[time-nuts] Atomic clocks - Why alkali metals?

Magnus Danielson magnus at rubidium.dyndns.org
Sun Oct 30 15:51:19 UTC 2011


On 10/29/2011 09:34 PM, paul swed wrote:
> Ammonia was the first clock wasn't it?
> Potentially Na and K have reactive behaviors like catching on fire that
> isn't attractive to a manufacturing process.

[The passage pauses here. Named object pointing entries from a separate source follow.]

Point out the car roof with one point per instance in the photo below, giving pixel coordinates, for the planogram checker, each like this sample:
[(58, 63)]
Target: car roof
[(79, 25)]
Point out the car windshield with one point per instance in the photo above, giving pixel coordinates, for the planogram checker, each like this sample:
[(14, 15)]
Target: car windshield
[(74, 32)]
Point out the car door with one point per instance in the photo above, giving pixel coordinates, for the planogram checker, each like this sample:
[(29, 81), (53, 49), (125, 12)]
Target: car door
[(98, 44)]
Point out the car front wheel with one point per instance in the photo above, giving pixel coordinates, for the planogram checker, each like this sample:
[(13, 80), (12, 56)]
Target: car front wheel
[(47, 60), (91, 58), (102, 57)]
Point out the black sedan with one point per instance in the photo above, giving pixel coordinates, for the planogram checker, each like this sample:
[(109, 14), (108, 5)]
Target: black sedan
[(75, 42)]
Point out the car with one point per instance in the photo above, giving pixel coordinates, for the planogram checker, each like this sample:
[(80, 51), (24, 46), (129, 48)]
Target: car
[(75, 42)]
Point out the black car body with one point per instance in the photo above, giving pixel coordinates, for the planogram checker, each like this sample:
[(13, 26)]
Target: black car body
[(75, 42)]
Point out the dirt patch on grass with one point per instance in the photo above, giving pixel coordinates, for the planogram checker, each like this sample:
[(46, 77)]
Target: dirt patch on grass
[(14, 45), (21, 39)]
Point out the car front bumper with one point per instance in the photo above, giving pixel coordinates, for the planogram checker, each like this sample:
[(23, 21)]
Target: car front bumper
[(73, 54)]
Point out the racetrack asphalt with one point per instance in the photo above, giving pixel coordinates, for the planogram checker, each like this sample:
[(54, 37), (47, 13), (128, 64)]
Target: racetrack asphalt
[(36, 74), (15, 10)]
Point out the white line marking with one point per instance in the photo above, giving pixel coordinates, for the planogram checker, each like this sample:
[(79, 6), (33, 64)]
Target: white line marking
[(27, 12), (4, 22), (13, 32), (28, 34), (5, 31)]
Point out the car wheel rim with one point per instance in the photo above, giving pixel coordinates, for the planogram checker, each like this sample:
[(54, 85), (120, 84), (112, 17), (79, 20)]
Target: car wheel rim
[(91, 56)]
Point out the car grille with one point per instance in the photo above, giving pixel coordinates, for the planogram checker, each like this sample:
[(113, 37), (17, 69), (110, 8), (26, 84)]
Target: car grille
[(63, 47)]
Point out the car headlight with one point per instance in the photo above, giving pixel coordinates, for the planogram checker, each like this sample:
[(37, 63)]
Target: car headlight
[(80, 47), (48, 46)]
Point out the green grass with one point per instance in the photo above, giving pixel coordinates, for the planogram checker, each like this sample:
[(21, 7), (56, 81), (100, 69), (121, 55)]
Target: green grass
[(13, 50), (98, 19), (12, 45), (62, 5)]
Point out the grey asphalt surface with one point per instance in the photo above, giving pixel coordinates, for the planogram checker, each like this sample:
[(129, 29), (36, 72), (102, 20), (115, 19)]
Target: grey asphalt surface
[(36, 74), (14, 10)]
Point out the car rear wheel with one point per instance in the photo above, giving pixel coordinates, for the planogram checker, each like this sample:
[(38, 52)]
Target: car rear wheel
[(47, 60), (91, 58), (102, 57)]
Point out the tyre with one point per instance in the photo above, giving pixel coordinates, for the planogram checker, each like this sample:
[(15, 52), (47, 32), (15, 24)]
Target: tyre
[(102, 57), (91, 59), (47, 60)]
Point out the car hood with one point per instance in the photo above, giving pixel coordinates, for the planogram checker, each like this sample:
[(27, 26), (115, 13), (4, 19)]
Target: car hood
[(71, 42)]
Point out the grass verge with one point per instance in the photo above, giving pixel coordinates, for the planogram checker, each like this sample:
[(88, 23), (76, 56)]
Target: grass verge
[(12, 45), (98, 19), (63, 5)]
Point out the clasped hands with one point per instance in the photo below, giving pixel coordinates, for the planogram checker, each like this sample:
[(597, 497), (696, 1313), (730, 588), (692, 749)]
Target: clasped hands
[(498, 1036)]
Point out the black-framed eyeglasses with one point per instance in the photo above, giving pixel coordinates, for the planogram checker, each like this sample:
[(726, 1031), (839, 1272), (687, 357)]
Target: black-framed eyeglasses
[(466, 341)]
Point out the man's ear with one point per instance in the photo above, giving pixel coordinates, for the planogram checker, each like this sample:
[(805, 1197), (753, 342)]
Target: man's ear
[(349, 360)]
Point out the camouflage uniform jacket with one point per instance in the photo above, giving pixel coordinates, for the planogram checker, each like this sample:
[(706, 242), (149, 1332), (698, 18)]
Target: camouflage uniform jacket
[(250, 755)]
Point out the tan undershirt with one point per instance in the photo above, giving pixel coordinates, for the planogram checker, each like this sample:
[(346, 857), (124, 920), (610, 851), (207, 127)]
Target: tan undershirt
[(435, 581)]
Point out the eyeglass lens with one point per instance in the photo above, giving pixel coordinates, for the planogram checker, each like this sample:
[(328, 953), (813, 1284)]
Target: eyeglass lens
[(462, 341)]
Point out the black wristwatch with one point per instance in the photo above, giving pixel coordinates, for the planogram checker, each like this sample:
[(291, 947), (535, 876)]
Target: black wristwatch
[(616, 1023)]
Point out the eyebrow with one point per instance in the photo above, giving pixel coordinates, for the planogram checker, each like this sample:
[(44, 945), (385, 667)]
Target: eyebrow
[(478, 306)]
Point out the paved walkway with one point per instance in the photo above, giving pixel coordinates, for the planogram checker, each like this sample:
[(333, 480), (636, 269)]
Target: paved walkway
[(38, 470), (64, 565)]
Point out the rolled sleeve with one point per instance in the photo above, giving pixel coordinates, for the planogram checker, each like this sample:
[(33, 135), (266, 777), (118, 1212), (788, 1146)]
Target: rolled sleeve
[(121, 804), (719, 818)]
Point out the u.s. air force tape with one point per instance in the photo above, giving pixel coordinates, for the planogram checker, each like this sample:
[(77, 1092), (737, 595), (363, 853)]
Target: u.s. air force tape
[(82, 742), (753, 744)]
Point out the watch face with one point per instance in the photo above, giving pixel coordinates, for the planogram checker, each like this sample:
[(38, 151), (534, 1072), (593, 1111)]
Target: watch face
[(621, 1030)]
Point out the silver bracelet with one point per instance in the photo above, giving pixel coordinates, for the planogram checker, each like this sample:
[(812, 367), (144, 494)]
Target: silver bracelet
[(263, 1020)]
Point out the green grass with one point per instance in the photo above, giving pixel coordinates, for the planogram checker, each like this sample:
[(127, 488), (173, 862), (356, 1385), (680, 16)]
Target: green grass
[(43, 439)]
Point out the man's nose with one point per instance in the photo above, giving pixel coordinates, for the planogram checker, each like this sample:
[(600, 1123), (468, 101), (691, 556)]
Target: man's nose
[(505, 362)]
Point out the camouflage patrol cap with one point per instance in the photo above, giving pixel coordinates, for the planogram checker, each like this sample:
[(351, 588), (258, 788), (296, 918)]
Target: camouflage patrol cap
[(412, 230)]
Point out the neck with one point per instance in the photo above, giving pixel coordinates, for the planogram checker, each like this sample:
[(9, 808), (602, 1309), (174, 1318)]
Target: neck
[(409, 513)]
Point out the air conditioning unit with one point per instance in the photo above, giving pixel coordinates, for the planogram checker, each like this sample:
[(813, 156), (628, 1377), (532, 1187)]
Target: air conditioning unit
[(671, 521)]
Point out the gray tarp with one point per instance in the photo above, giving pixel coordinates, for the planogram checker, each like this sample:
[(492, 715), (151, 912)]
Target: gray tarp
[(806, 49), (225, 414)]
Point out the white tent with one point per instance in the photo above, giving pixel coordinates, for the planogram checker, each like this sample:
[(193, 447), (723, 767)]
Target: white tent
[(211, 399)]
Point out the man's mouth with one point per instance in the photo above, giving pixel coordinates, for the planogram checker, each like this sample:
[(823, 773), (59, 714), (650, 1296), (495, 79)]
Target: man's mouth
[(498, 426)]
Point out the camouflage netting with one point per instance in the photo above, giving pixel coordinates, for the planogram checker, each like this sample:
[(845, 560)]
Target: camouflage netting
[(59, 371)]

A feature shared with H, Ru and Cs, which does not exclude them from 
being selected.

Cheers,
Magnus

> On Sat, Oct 29, 2011 at 3:12 PM, Poul-Henning Kamp<phk at phk.freebsd.dk>wrote:
>
>> In message<20111029201927.b7a1130c.attila at kinali.ch>, Attila Kinali
>> writes:
>>
>>> Is it because they can be aproximated as single electron
>>> systems due to the one electron in the valence orbit?
>>
>> Yes.  Basically that electron is in a "figure of eight" orbital
>> which means that it passes straight through, or possibly just
>> very close by, the proton, allowing their spin moments to interact.
>>
>>> Related to this is the question why only H, Rb and Cs are used.
>>> Although, from my point of view there isnt anything that speaks
>>> against using Li, K or Na, these are not used at all. At least i
>>> couldnt find any papers or other documents describing frequency
>>> standards build on these elements.
>>
>> I belive K has been tried.
>>
>> I belive the preference for H, Rb&  Cs is that getting them as
>> single atoms doesn't require high temperatures.
>>
>> --
>> Poul-Henning Kamp       | UNIX since Zilog Zeus 3.20
>> phk at FreeBSD.ORG         | TCP/IP since RFC 956
>> FreeBSD committer       | BSD since 4.3-tahoe
>> Never attribute to malice what can adequately be explained by incompetence.